I'm just curious about Domain-Specific Languages. I have seen them several times in articles, and it seems that they can be used outside assurance or bank data definition problems.
So I come to SO to have some concrete input.
Did you ever use a DSL? Write one. If yes, what's it feel like?
Do you think one of your projects could be better (more productive, more maintainable, ...) with a DSL?
Edit : I'm sorry to put this after, but i was meanning a specific DSL that you wrote yourself. It's exclude Tex, HTML, Make , SQL. I fact, the question was more : "writing a DSL"
Overview. A domain-specific language is created specifically to solve problems in a particular domain and is not intended to be able to solve problems outside of it (although that may be technically possible). In contrast, general-purpose languages are created to solve problems in many domains.
A good example of a DSL is HTML. It is a language for the web application domain.

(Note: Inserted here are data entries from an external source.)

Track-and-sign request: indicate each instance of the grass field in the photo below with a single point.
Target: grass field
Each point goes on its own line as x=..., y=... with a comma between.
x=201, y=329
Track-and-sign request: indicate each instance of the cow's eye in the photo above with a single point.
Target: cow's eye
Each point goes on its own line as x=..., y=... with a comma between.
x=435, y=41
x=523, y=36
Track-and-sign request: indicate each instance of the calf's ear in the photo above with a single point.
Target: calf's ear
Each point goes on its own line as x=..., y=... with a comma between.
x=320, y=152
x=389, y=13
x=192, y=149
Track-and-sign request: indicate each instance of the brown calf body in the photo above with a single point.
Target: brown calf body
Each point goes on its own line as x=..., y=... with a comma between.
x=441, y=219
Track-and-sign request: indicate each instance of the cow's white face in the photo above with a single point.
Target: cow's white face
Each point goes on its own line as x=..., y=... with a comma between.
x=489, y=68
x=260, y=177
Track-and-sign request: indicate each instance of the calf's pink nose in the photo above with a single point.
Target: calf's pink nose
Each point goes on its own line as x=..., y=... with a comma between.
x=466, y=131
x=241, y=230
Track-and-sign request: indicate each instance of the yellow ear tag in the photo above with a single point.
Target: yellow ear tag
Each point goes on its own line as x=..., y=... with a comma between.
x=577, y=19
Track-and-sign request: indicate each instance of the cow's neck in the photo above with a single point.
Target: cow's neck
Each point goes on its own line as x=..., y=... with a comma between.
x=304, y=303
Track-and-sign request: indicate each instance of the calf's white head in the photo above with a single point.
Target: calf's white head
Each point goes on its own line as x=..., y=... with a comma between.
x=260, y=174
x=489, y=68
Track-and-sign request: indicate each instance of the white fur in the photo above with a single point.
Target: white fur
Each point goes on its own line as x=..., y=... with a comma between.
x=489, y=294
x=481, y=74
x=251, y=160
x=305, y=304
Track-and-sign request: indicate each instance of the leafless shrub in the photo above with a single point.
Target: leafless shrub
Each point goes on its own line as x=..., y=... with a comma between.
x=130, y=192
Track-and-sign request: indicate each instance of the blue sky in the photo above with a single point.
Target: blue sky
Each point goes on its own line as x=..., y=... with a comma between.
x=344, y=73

It can't be used for, say, number crunching, but it is clear how widely used HTML is on the web. A GPL creator does not know where the language might be used or the problems the user intends to solve with it.

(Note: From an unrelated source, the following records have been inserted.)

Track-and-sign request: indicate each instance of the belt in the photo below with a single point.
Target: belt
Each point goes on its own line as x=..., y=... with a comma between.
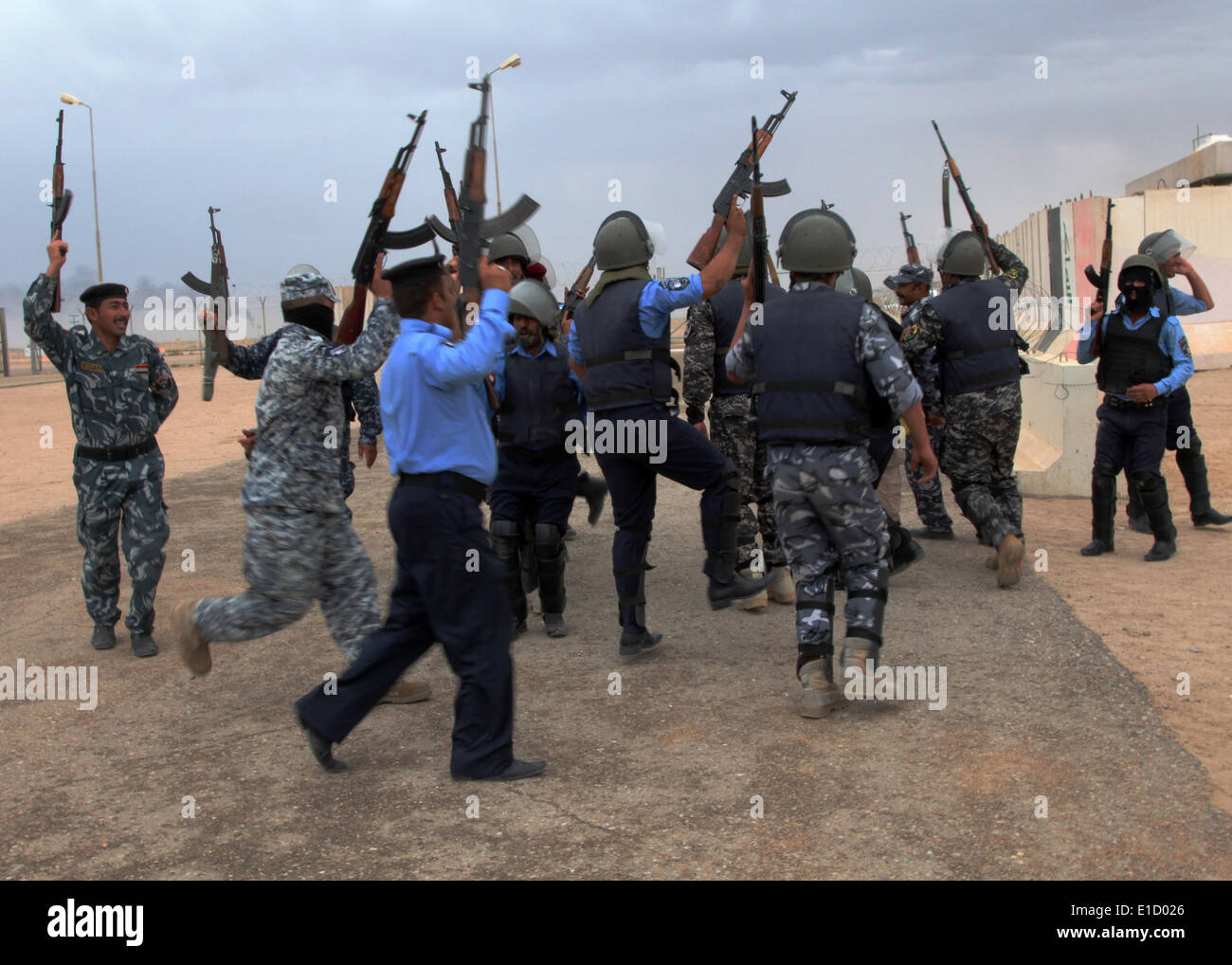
x=1117, y=403
x=116, y=454
x=455, y=481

A Domain Specific Language is a programming language with a higher level of abstraction optimized for a specific class of problems. A DSL uses the concepts and rules from the field or domain.
I'd say there is quite a continuum between very readable API as a weak form of DSL (what some call a fluent interface), an internal DSL as something in between and a full grammar-defined external DSL on the other end.
The weakest form is something that I kind of always try to achieve (i.e. make the API as closest to the problem domain as possible). A DSL on the other end of the continuum makes a lot of sense if non-programmers will be using the software, e.g. to enter data.
And with a framework like Xtext even a full external DSL, including an editor supporting syntax coloring and error checking is much easier to implement than it might initially seem.